Cuando llegó la policía el tipo se había esfumado.
Todas las cabezas se volvieron hacia el chalé de donde venía
la carrera del presunto ladrón. Un hombre mayor en piyama con los brazos en jarra esperaba en la vereda.
Una larga bufanda le daba una doble vuelta al cogote. ¿Quién le había tocado el
timbre? Eso se seguía preguntando, como si el hecho tuviera alguna relevancia
entre los tantos actos irrelevantes que uno hace en esta vida.
Debe ser un ladrón nomás, dijo la vecina de enfrente, que
portaba la escoba como si fuera un fusil.
Un policía de la patrulla quedó rezagado. La gordura le jugó
una mala pasada y no pudo seguir el ritmo de la corrida en que ahora sus
compañeros se perdían en lontananza. No pensó ni en el conjetural delincuente ni en nada
que no fueran las bromas pesadas que iba a tener que soportar cuando volviera a
la taquería.
El frutero, en tanto, coincidió con la vecina: un tipo que
aparece de la nada y sale corriendo como un despavorido no puede ser otra cosa
que un chorro.
O un loco. Eso dijo el psiquiatra de la cuadra. Salió a la calle cuando escuchó el griterío y la sirena del patrullero. Después pensó que tal vez había caído en un reduccionismo, pero no iba a ser el primero ni el último en asociar a un tipo que corre sin motivo alguno con la figura de un demente.

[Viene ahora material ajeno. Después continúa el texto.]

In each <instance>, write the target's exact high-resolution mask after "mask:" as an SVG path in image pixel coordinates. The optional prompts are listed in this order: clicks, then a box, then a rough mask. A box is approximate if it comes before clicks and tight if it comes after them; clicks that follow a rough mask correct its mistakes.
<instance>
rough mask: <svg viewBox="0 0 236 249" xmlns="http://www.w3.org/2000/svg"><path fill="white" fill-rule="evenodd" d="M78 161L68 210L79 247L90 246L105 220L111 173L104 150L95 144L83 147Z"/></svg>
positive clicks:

Cinco cuadras más allá el fantasma del saco y los mocasines recuperaba el aire y el sosiego: hacía muchos años se había prometido volver al barrio de la infancia, tocar timbre en la casa que recordaba perfectamente y salir corriendo con el ring raje a cuestas. Una forma (tal vez infantil) de volver a la infancia. No le importó. Nadie habría de reconocerlo jamás porque su barrio ya no era lo que había sido, los vecinos más grandes habían muerto y seguramente todos sus amigos de la cuadra estaban muy ocupados haciendo cosas más importantes. Y el timbre que tocó, el timbre donde vivía Estercita, a la que nunca se insinuó por temor al rechazo, ese timbre ya no era un timbre. Era un portero eléctrico de un chalet que ya no era aquella casa de puerta cancel y zaguán. Era otra casa, era otra cosa, tal como él también era ya otra persona.